Seminar Nadje Al-Ali and Sohail Daulatzai
Last Updated on Friday, 30 April 2010 15:56
Nadje Al-Ali presented a collection of photographic portraits of women since 1948 to the present day, documenting the changing multiple roles women have played in Iraqi life, which she argues are central to fate of the nation. Her talk was counterpointed by Sohail Daulatzai whose paper set the Afro American Muslim experience in a historical context derived from and critical of American colonialism, a debate he argues that has reached a complex nexus in the inauguration of Barak Obama. Podcasts and photos to be posted Friday 13th March.
This event was held in Soas, Thursday, 5 March 2009
Nadje Al-Ali, Representing Iraqi Women: moving beyond media stereotypes
Abstract
Iraqi women have been widely portrayed either as victims or heroines of the new Iraq. They have also been used to symbolize successful transition to democracy and reconstruction but also the failure of the occupation. In this talk, I will try to move beyond these simplistic dichotomies and discuss the nuances and complexities of Iraqi women's roles and lives. The talk is based on the recently published co-authored book What kind of LIberation? Women and the Occpation in Iraq (with Nicola Pratt, University of California Press).
Biography
Nadje Al-Ali is Reader in Gender Studies and Chair of the Centre for Gender Studies, at the School of Oriental and African Studies (SOAS). Her research interests include gender theory; feminist activism; women and gender in the Middle East; transnational migration and diaspora moblization; war, conflict and reconstruction. Her publications include Iraqi Women: Untold Stories from 1948 to the Present (2007, Zed Books); New Approaches to Migration (ed. Routledge, 2002); Secularism, Gender and the State in the Middle East (Cambridge University Press 2000) and Gender Writing – Writing Gender (The American University in Cairo Press, 1994).

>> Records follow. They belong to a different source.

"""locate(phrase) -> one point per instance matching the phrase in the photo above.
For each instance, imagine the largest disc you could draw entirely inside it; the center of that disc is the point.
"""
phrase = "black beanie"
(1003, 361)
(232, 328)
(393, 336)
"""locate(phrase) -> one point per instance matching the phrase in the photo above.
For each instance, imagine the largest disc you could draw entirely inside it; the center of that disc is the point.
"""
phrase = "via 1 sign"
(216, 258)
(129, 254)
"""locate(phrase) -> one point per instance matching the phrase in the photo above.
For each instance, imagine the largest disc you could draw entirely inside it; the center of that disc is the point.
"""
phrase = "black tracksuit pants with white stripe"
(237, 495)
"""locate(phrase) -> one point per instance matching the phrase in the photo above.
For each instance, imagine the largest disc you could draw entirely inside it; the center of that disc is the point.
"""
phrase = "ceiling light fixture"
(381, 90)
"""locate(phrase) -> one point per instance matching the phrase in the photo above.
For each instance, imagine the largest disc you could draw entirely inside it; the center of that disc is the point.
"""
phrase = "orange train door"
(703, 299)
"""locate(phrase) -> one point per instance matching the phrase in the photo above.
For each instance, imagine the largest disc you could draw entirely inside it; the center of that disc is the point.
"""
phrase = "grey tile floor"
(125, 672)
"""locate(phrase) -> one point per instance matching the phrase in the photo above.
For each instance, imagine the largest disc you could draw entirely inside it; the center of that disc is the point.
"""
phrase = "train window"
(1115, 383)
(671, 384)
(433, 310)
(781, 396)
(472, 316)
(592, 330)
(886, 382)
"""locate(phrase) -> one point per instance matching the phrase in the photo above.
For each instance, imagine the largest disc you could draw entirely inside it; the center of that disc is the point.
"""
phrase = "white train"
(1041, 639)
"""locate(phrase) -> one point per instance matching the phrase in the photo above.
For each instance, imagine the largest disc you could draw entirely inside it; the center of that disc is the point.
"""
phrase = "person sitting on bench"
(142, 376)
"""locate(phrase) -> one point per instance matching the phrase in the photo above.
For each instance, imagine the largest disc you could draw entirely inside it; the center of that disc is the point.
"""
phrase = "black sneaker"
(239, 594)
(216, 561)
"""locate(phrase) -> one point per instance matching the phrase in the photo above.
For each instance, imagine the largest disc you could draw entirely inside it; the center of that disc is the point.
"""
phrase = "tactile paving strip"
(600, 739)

Sohail Daulatzai, Stepping Razor: Black Internationalism, Empire, and the Specter of the Muslim in the Age of Obama
Abstract
This talk will explore the historical and contemporary relationships between Black internationalism, the American nation-state, and Muslim diasporas - in particular the links between African American liberation struggles and broader Third World internationalism in the post-World War II era. In doing so, this talk will contextualize the current discourse around Muslims and the American national project, specifically around the Obama presidency, the possible emergence of an imperial Blackness, and the ways in which the figure of the Muslim has traced the ideological contours of the American nation-state in the post-Cold War era.
Biography
Sohail Daulatzai is Assistant Professor in African American Studies and Film and Media Studies at the University of California, Irvine. His research interests include U.S.-Muslim relations, hip-hop culture, the prison industrial complex, American foreign policy, and cultural politics. His current book projects include Born To Use Mics (with Michael Eric Dyson), and Return of the Mecca, which explores the interconnected histories of Muslim diasporas and Black radicalism through social movements, jazz, sports, cinema, literature and hip-hop culture. He is also working on a project on the 1966 film The Battle of Algiers and is an executive producer of the forthcoming hip-hop album entitled Free Rap.